Auch aus den USA kam scharfe Kritik. Der künftige Sicherheitsberater des designierten US-Präsidenten Joe Biden, Jake Sullivan, teilte auf Twitter mit, Nawalny sollte "umgehend freigelassen werden." Zudem müssten die Verantwortlichen für Nawalnys Vergiftung zur Rechenschaft gezogen werden. "Die Angriffe des Kremls auf Herrn Nawalny sind nicht nur eine Verletzung der Menschenrechte, sondern ein Affront gegen das russische Volk, das sich Gehör verschaffen will." Auch der scheidende Außenminister Mike Pompeo verurteilte die Festnahme scharf.

Nawalny soll gegen Bewährungsauflagen verstoßen haben

Russlands Strafvollzug hatte Nawalny zur Fahndung ausgeschrieben, weil er während seines Aufenthaltes in Deutschland gegen Bewährungsauflagen in einem früheren Strafverfahren verstoßen haben soll. Dieses Risiko nahm er jedoch in Kauf. Kurz vor seinem Start am Nachmittag sagte er, dass er sich vor nichts fürchte: "Was soll mir Schlimmes in Russland passieren?", meinte er. Die Anwältin Karinna Moskalenko, die Nawalny in der Vergangenheit verteidigt hatte, sagte, dass eine Festnahme gegen internationales Recht verstoßen würde.

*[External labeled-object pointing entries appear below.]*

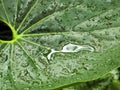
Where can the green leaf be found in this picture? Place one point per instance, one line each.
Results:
(58, 42)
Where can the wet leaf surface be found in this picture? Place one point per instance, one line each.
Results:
(69, 28)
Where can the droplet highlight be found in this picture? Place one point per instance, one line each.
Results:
(71, 48)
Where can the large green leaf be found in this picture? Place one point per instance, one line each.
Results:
(58, 42)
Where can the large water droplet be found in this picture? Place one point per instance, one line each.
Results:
(71, 48)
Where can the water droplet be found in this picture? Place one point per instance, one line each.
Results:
(26, 89)
(71, 48)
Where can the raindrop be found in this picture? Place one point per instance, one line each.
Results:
(71, 48)
(26, 89)
(25, 64)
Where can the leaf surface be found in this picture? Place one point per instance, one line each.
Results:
(80, 37)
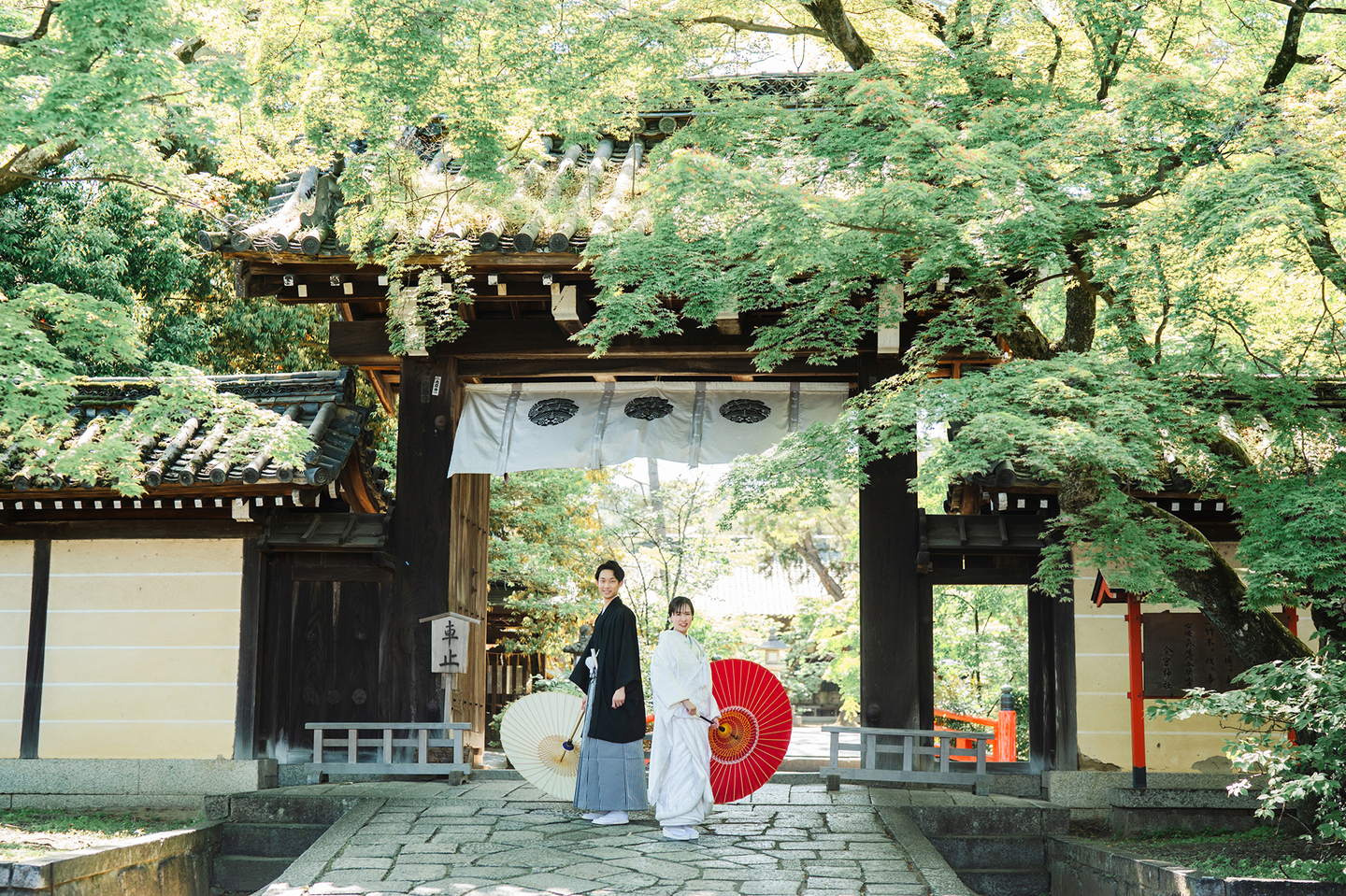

Nawalny hatte sich in Deutschland von einem Anschlag mit dem als Chemiewaffe verbotenen Nervengift Nowitschok erholt. Dass Nowitschok zum Einsatz gekommen war, hatten Labore in mehreren Ländern und auch die Organisation für das Verbot für Chemiewaffen (OPCW) unabhängig voneinander bestätigt.

Alexej Nawalny und seine Frau Julia am Krankenbett in der Berliner Charité. | Bildquelle: Daria Nawalny/privat/Instagram/dpa

Das Attentat war am 20. August in der sibirischen Stadt Tomsk verübt worden. Nawalny hatte immer wieder den russischen Präsidenten Wladimir Putin und den Inlandsgeheimdienst FSB für den Mordanschlag verantwortlich gemacht. Der Kreml-Chef weist das zurück. Die EU hatte wegen des international kritisierten Verbrechens Sanktionen gegen Vertreter des russischen Machtapparats verhängt.

Ungeachtet der Gefahr für sein Leben erklärte Nawalny mehrfach, dass sein Platz in Russland sei und er dort seinen Kampf gegen das "System Putin" fortsetzen wolle. Im Herbst ist in Russland Parlamentswahl.

Zahlreiche Kommentatoren bezeichneten Nawalnys Entscheidung, nach Russland zurückzukehren, als mutig - und als politischen Sieg. "Dass Nawalny auch vor dem schlimmstmöglichen Szenario keine Angst hat, zerstört das ganze Spiel des Kreml", schrieb die Politologin Tatjana Stanowaja.